Tony arrived home from Dehra Dun with the jeep fully loaded.  Most of our furniture was in and the house was looking lovely so we took a drive up to the bazaar to get something to eat.  While we were there the sky turned a charcoal grey.   A huge wind came up and down came the rain.  We found shelter in a little shop but realised that we could be there all night.  We got home happy and soaking wet.  The laughter didn’t last long.  Our stairwell was like a river.  We walked onto our balcony and were ankle deep in water.  Our entire house was flooded.  The builder had forgotten to put drain-pipes on the balcony, so it filled up like a swimming pool.

My first thought was, thank goodness our mattresses were on up on the beds.  After the initial shock, we got stuck in and started getting the water soaked up with towels and buckets.  The girls stripped down to their panties and were skidding around on their bottoms and tummies and having a whale of a time.

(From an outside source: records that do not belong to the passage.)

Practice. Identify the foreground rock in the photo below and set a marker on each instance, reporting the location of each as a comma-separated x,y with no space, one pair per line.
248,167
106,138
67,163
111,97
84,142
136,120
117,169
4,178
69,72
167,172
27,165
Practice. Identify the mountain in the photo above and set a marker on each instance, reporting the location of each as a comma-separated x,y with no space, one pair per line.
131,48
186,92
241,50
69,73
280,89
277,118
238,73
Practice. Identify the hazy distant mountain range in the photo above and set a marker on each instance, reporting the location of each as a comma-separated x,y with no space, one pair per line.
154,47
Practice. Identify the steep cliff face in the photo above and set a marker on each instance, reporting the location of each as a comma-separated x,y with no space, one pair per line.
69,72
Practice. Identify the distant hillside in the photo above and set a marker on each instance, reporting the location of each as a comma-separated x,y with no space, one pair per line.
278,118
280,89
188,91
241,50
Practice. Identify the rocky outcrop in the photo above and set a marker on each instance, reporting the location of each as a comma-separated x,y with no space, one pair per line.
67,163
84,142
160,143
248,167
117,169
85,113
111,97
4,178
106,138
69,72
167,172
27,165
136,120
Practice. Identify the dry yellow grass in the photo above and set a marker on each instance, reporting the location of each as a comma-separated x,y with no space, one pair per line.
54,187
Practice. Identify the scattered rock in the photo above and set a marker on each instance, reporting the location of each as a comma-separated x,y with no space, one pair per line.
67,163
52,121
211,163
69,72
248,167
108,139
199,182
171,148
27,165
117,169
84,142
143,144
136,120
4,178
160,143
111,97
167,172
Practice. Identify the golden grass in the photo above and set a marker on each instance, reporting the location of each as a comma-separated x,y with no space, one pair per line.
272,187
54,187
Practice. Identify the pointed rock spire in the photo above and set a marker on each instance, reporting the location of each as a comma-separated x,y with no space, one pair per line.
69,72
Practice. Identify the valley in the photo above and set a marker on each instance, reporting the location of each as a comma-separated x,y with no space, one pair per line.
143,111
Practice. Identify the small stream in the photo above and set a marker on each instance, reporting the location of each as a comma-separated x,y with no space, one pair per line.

I was out on the balcony squeezing out a towel and heard someone shout in an Aussie accent, “Hi, are you Linda Johnson?”  I looked up the road and there was a really big built guy looking visibly shaken.  He came up and told us about all the hellish things that had happened to him while travelling in India. HIs passport had been stolen and he had been ripped off left right and centre.   He had tears in his eyes.  He was in a bad place.  Someone had told him about us and by some miracle he managed to find our house.  We invited him to stay until he recovered from his culture shock.  We gave him a bucket and towel and he got to work.


Jason and the girls mopping up

Tony was frustrated and upset.  His first thought was, “God, this is NOT funny”.  Then God clearly said, “I told you I would take you to a place where you would put your feet in water.”  That changed everything.  Suddenly, we knew that we were in the exact place where God wanted us to be; the town, the neighbourhood and the house.  It was amazing.  The flood was a sign and a wonder.  We were thrilled that God was watching. He knew we were desperate to be in His perfect will.  In that second, we had no doubt.